The development of antimicrobial resistance is inevitable and poses important challenges on both human and animal health and it is clear that there is a need for improved antimicrobial use practices in veterinary and human medicine, and animal production.10 The global community sits at the breaking point of a postantibiotic era, where common bacterial infections are no longer treatable with the antibiotics available to us. Currently, there is no significant development of novel antibiotics and recent veterinary antibiotics are modifications of already established compounds. As many veterinarians prescribe antibiotics empirically prior to doing investigative diagnostics, there is a need for the determination of resistance patterns of common isolates in a specific geographic region to allow rational antibiotic choices. This, in addition to determining whether an antibiotic is in fact indicated, de-escalating therapy and ensuring the correct dose and route of administration may further improve responsible antimicrobial use. In human medicine, antimicrobial use guidelines are widely respected and provide excellent guidance to physicians on the management of several infectious diseases.
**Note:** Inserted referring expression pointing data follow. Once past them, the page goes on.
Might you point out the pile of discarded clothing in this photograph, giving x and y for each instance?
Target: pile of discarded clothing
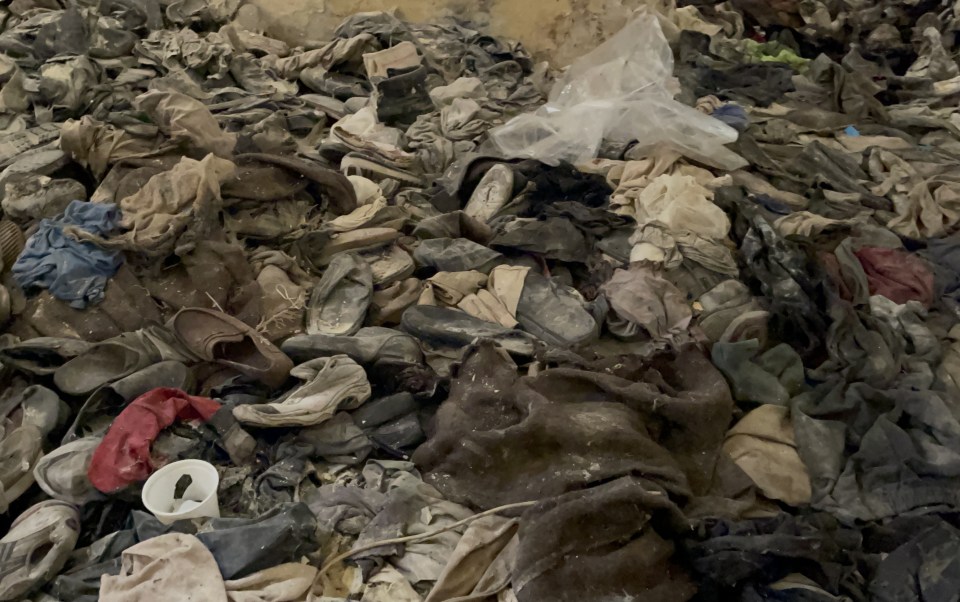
(420, 319)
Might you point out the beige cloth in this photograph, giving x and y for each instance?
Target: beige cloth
(331, 54)
(948, 373)
(480, 565)
(169, 568)
(926, 207)
(401, 56)
(284, 583)
(449, 288)
(173, 210)
(506, 284)
(97, 145)
(388, 304)
(804, 223)
(388, 585)
(680, 202)
(762, 444)
(185, 118)
(640, 298)
(176, 567)
(376, 214)
(484, 305)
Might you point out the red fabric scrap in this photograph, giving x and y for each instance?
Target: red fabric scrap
(123, 457)
(897, 275)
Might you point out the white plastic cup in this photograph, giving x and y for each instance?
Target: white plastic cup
(199, 499)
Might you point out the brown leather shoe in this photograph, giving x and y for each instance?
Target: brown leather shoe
(220, 338)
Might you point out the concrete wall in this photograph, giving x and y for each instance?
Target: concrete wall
(555, 30)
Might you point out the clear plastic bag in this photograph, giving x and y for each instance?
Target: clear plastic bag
(621, 91)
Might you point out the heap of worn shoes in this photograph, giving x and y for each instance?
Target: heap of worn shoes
(681, 322)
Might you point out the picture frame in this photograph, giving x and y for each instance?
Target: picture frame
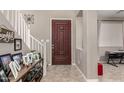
(4, 61)
(6, 35)
(17, 44)
(17, 57)
(13, 69)
(3, 77)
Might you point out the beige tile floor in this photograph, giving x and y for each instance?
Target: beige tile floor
(112, 74)
(62, 73)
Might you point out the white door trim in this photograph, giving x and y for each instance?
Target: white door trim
(51, 38)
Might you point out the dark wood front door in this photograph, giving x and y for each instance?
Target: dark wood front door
(61, 42)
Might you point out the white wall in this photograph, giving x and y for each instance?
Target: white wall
(79, 34)
(86, 58)
(9, 47)
(110, 37)
(111, 34)
(41, 27)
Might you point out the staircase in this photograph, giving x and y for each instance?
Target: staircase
(16, 19)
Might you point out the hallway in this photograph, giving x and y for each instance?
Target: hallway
(62, 73)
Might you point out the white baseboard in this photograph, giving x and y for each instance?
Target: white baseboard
(87, 80)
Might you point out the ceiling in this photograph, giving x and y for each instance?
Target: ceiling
(110, 13)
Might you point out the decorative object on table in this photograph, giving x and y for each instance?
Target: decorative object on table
(29, 18)
(13, 69)
(17, 44)
(3, 77)
(17, 57)
(5, 60)
(6, 35)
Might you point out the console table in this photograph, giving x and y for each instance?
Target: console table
(26, 70)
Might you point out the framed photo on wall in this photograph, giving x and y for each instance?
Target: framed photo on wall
(17, 44)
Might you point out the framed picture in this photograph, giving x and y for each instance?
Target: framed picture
(5, 60)
(17, 57)
(3, 77)
(6, 35)
(17, 44)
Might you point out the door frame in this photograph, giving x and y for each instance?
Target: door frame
(51, 38)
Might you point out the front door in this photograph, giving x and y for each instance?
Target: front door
(61, 42)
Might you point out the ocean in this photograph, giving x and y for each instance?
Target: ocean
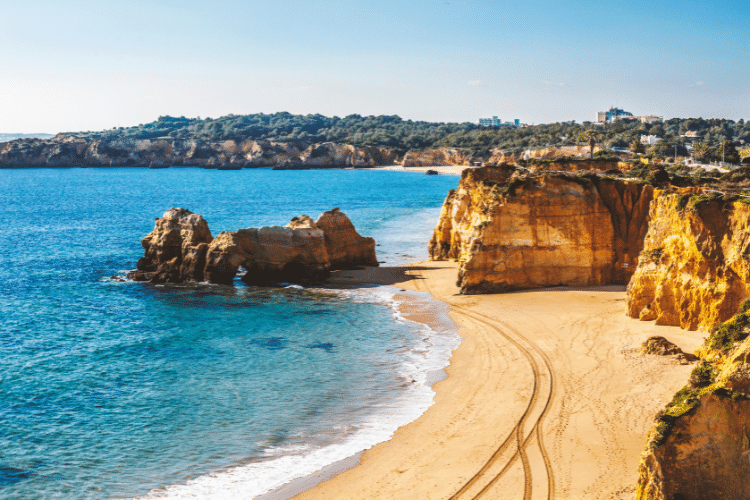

The scarcity of resistance monitoring data from small animal practice in South Africa lead to a study in which the compliance with prudent use practices by veterinarians was undertaken. Antimicrobial usage patterns in South Africa are influenced by many factors with owner economic incentives playing a massive role in current prescribing practices.1 The dearth of availability of local epidemiological data, increasing rate of empirical antibiotic use and surge in treatment failures support that the development of antimicrobial resistance is an urgent issue in small animal veterinary practice in South Africa that warrants attention. General methods to reduce antimicrobial resistance include preventing disease occurrence, reducing overall antimicrobial drug use and improved antimicrobial drug use.10 Urinary tract infections are frequently encountered in companion animals and account for significant use of antimicrobials with inappropriate antimicrobial choice leading to a variety of patient health, economic, public health and regulatory concerns.